Und auch für die hohe Zustimmung der Türken in Deutschland zu seiner Politik kann sich Erdoğan nix kaufen: Statt sein Geld in Lira anzulegen, bringt jeder, der kann, sein Vermögen in Dollar, Euro oder Schweizer Franken in Sicherheit. Auf die Özil-Fraktion ist da wohl kein Verlass. Erdoğans Verbündete dürften sich mitsamt ihren Devisenkonten schneller in die Büsche schlagen, als der Sultan einmal „Verschwörung“ und „Wirtschaftskrieg“ sagen kann. 
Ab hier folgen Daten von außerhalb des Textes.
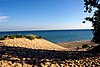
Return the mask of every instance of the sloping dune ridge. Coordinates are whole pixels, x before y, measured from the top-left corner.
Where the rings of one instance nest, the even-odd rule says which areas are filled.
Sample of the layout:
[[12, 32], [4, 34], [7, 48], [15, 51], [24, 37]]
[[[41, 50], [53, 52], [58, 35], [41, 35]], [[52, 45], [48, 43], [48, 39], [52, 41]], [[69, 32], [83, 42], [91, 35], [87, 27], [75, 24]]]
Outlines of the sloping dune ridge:
[[42, 49], [42, 50], [68, 50], [67, 48], [61, 47], [57, 44], [49, 42], [45, 39], [34, 39], [29, 40], [26, 38], [14, 38], [1, 40], [4, 46], [14, 46], [14, 47], [25, 47], [32, 49]]

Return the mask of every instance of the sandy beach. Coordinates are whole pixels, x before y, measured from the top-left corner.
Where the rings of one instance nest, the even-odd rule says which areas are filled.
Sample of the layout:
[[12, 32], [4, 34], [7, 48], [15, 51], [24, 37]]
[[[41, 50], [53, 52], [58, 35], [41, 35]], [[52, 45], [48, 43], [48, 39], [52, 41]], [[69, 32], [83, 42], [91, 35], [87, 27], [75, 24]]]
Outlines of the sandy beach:
[[90, 41], [54, 44], [45, 39], [0, 40], [1, 67], [99, 67], [100, 53], [72, 51]]

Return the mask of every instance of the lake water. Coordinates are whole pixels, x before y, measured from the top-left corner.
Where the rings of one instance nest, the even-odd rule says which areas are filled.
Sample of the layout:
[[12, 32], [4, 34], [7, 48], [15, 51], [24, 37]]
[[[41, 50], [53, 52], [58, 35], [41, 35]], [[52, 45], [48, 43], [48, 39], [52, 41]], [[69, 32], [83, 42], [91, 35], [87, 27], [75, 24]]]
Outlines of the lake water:
[[41, 31], [9, 31], [0, 32], [1, 35], [5, 34], [34, 34], [41, 36], [51, 42], [71, 42], [81, 40], [91, 40], [93, 35], [91, 30], [41, 30]]

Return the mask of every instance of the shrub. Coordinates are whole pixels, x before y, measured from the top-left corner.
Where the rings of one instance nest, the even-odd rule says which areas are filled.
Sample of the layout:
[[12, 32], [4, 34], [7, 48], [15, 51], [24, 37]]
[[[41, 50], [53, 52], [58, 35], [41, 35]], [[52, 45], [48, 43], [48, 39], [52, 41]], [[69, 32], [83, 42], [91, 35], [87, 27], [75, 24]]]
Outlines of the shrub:
[[4, 38], [7, 38], [8, 37], [8, 35], [4, 35]]
[[16, 38], [16, 35], [9, 35], [8, 37], [11, 39], [14, 39], [14, 38]]
[[41, 39], [42, 37], [41, 37], [41, 36], [36, 36], [36, 38], [37, 38], [37, 39]]
[[17, 34], [17, 35], [16, 35], [16, 38], [23, 38], [23, 35]]
[[0, 36], [0, 40], [5, 40], [4, 36]]
[[82, 45], [82, 48], [87, 48], [87, 47], [89, 47], [88, 44], [83, 44], [83, 45]]
[[36, 38], [35, 35], [29, 34], [26, 36], [26, 38], [30, 39], [30, 40], [34, 40]]

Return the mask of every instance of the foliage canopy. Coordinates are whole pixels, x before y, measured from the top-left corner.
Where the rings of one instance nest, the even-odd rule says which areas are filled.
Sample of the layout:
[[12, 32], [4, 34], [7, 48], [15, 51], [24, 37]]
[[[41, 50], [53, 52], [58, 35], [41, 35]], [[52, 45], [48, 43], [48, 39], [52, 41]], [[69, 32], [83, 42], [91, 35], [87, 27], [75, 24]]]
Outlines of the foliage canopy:
[[[92, 11], [94, 11], [92, 17], [86, 17], [86, 21], [92, 22], [93, 25], [93, 42], [100, 43], [100, 0], [84, 0], [84, 12], [88, 12], [92, 14]], [[93, 9], [95, 8], [95, 9]], [[83, 21], [85, 23], [85, 21]]]

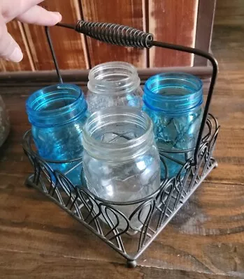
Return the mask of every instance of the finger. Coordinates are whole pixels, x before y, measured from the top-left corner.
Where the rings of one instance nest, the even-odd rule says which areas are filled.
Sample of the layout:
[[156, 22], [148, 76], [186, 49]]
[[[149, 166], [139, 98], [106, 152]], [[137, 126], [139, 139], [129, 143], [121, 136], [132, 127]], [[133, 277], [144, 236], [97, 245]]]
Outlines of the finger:
[[59, 13], [49, 12], [39, 6], [34, 6], [17, 19], [22, 22], [52, 26], [61, 21], [62, 15]]
[[13, 62], [20, 62], [23, 54], [19, 45], [15, 42], [7, 29], [1, 27], [0, 34], [0, 56]]
[[1, 0], [1, 12], [5, 22], [22, 15], [43, 0]]

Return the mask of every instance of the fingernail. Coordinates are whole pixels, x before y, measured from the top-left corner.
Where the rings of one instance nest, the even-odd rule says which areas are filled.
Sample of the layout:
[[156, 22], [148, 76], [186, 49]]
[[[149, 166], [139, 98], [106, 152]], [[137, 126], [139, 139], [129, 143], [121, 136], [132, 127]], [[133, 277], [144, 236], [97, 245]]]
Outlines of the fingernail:
[[20, 62], [23, 59], [23, 54], [19, 47], [15, 47], [12, 54], [8, 57], [7, 60], [13, 62]]
[[59, 12], [52, 12], [57, 17], [59, 18], [59, 22], [61, 22], [62, 20], [62, 15], [61, 13]]

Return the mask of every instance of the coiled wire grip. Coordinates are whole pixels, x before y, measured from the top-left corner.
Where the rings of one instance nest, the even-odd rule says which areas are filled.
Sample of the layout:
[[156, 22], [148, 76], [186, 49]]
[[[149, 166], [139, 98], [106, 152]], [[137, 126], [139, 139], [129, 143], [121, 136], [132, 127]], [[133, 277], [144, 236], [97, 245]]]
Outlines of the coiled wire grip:
[[[65, 174], [51, 169], [49, 163], [53, 162], [41, 158], [35, 149], [32, 149], [33, 141], [31, 132], [27, 132], [24, 136], [23, 149], [34, 167], [34, 174], [27, 178], [26, 184], [38, 189], [45, 195], [50, 200], [58, 204], [63, 210], [126, 258], [129, 266], [135, 267], [138, 257], [164, 229], [206, 176], [217, 165], [213, 157], [213, 151], [219, 131], [219, 125], [214, 116], [208, 114], [217, 74], [217, 63], [215, 58], [208, 52], [182, 45], [157, 42], [154, 40], [152, 34], [126, 26], [110, 23], [87, 22], [82, 20], [79, 20], [74, 25], [64, 23], [59, 23], [57, 25], [71, 29], [94, 39], [113, 45], [139, 48], [157, 46], [193, 53], [208, 59], [213, 66], [211, 82], [194, 157], [187, 160], [175, 177], [168, 179], [166, 175], [165, 179], [161, 181], [159, 192], [142, 200], [133, 202], [132, 204], [136, 205], [136, 210], [129, 218], [114, 207], [114, 202], [105, 201], [96, 197], [85, 187], [75, 187]], [[45, 31], [59, 82], [62, 83], [48, 27], [45, 27]], [[203, 128], [206, 128], [204, 133]], [[164, 158], [161, 160], [167, 169]], [[77, 161], [78, 166], [80, 163], [82, 163], [82, 158], [73, 158], [72, 162], [73, 161]], [[66, 160], [64, 163], [70, 162], [71, 160]], [[63, 163], [64, 162], [56, 163]], [[73, 169], [73, 167], [70, 170]], [[166, 173], [168, 173], [167, 171]], [[127, 205], [127, 202], [120, 204], [120, 206]], [[141, 212], [145, 209], [148, 209], [148, 214], [145, 222], [142, 222]], [[117, 221], [112, 222], [109, 216], [104, 212], [112, 213]], [[131, 235], [131, 232], [129, 228], [131, 228], [132, 225], [131, 218], [135, 216], [137, 216], [137, 221], [141, 223], [142, 227], [138, 229], [138, 237], [134, 239], [134, 246], [131, 247], [131, 241], [127, 241], [127, 235]], [[124, 224], [127, 224], [127, 226], [124, 227], [124, 229], [119, 230], [118, 225], [121, 220], [123, 222], [123, 226]], [[103, 224], [104, 222], [106, 223], [106, 225]]]

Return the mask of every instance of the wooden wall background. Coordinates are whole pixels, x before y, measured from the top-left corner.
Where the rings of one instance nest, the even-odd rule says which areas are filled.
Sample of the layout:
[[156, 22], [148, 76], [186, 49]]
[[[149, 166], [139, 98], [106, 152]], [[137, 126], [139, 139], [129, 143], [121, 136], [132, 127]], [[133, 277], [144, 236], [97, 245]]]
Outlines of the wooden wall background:
[[[158, 40], [194, 47], [200, 1], [215, 0], [47, 0], [42, 6], [57, 10], [62, 21], [115, 22], [155, 34]], [[21, 46], [20, 63], [1, 60], [0, 70], [38, 71], [54, 69], [43, 27], [12, 22], [9, 32]], [[62, 70], [89, 69], [109, 61], [124, 61], [139, 68], [190, 66], [193, 56], [171, 50], [150, 50], [108, 45], [69, 29], [50, 29], [54, 47]]]

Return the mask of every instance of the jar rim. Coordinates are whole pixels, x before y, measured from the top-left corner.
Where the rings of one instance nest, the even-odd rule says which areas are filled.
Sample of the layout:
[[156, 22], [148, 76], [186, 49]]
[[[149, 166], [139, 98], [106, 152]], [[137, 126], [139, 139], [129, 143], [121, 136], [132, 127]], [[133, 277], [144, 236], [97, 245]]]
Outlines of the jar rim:
[[[197, 85], [197, 88], [196, 89], [196, 91], [194, 93], [189, 93], [188, 94], [185, 95], [182, 95], [182, 96], [178, 96], [177, 98], [178, 100], [174, 100], [175, 96], [164, 96], [164, 95], [159, 95], [157, 94], [157, 93], [154, 92], [152, 91], [152, 88], [150, 88], [150, 84], [155, 82], [155, 81], [162, 81], [162, 80], [173, 80], [173, 79], [177, 79], [178, 80], [183, 80], [185, 78], [187, 78], [188, 80], [192, 80], [194, 82], [196, 82], [196, 84]], [[145, 83], [145, 89], [150, 91], [152, 94], [157, 95], [159, 98], [165, 98], [166, 100], [172, 100], [173, 101], [178, 101], [179, 99], [181, 100], [185, 100], [189, 96], [192, 96], [193, 94], [197, 94], [199, 91], [201, 91], [203, 88], [203, 82], [201, 80], [200, 78], [198, 77], [185, 73], [177, 73], [177, 72], [173, 72], [173, 73], [160, 73], [158, 75], [153, 75], [152, 77], [150, 77]]]
[[[102, 123], [103, 118], [106, 119], [107, 117], [111, 116], [126, 116], [127, 118], [127, 122], [129, 121], [129, 117], [138, 117], [143, 121], [143, 123], [145, 126], [145, 131], [143, 135], [141, 136], [134, 138], [132, 140], [129, 140], [126, 142], [123, 143], [115, 143], [111, 144], [109, 142], [102, 142], [99, 140], [96, 140], [92, 137], [92, 132], [89, 131], [89, 126], [91, 124], [94, 123], [96, 121], [99, 121], [99, 123]], [[112, 116], [113, 117], [113, 116]], [[103, 119], [104, 120], [104, 119]], [[115, 124], [117, 123], [117, 119], [115, 119], [114, 121], [110, 121], [107, 123], [103, 123], [103, 126], [100, 126], [100, 128], [103, 128], [106, 124]], [[131, 120], [132, 123], [132, 120]], [[98, 112], [94, 112], [87, 120], [85, 126], [83, 126], [83, 146], [84, 149], [89, 153], [89, 150], [91, 149], [94, 149], [97, 151], [102, 151], [103, 156], [104, 154], [108, 153], [108, 152], [113, 152], [113, 153], [117, 153], [120, 152], [120, 158], [117, 159], [118, 160], [127, 160], [128, 156], [131, 156], [131, 151], [134, 151], [135, 154], [136, 152], [139, 151], [139, 149], [141, 149], [141, 146], [145, 143], [148, 138], [150, 138], [150, 135], [152, 135], [152, 137], [153, 137], [152, 133], [153, 124], [150, 118], [148, 116], [148, 114], [141, 110], [130, 107], [110, 107], [105, 109], [102, 109]], [[88, 149], [88, 151], [87, 151]], [[141, 152], [140, 151], [140, 152]], [[137, 155], [136, 155], [137, 156]], [[106, 157], [106, 158], [105, 158]], [[108, 155], [108, 156], [103, 157], [102, 159], [106, 159], [110, 160], [113, 156]]]
[[[67, 100], [57, 108], [48, 107], [55, 101]], [[48, 109], [47, 109], [48, 107]], [[29, 122], [38, 127], [58, 126], [85, 116], [87, 103], [82, 91], [75, 84], [57, 84], [34, 92], [26, 102]]]
[[[172, 89], [175, 92], [169, 95]], [[172, 116], [185, 114], [202, 104], [203, 82], [199, 77], [184, 73], [155, 75], [146, 81], [143, 98], [150, 110]]]
[[[117, 72], [113, 73], [116, 68]], [[103, 73], [103, 71], [110, 71], [111, 73]], [[114, 80], [103, 80], [105, 77], [112, 75], [124, 75], [128, 71], [127, 76]], [[100, 72], [100, 74], [99, 74]], [[98, 78], [99, 77], [99, 78]], [[92, 93], [101, 95], [122, 95], [127, 92], [135, 90], [140, 86], [141, 80], [138, 77], [136, 68], [127, 62], [110, 61], [103, 63], [93, 67], [89, 72], [87, 87]]]

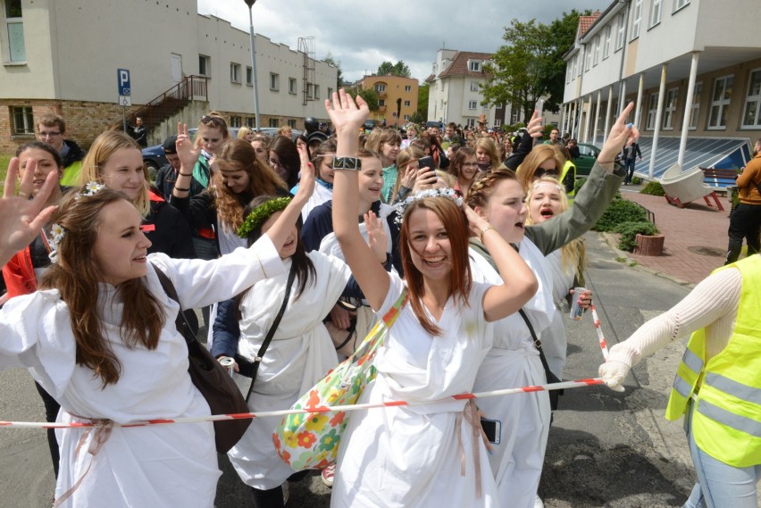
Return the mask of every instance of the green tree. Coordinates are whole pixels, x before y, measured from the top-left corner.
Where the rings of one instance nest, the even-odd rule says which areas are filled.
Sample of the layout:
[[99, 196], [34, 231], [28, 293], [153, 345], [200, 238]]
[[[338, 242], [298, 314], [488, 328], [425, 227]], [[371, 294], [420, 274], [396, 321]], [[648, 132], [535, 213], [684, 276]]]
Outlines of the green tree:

„Die Türken werden ihre Devisen ins Ausland bringen, sollte es Anzeichen für Kapitalkontrollen in der Krise geben“, erwartet etwa Charles Gave, Stratege beim unabhängigen Analysehaus GaveKal. Allein in den kommenden zwölf Monaten müsse die Türkei ausländischen Gläubigern Kredite in Höhe von rund 180 Milliarden Dollar zurückzahlen. „Es wird schwer sein, Geld für diese Tilgung aufzubringen.“ Das auf Schuldenmacherei basierte Wachstum der Erdoğan-Ära fährt vor unser aller Augen im Zeitraffer gegen die Wand – und das offenbar ohne Airbag.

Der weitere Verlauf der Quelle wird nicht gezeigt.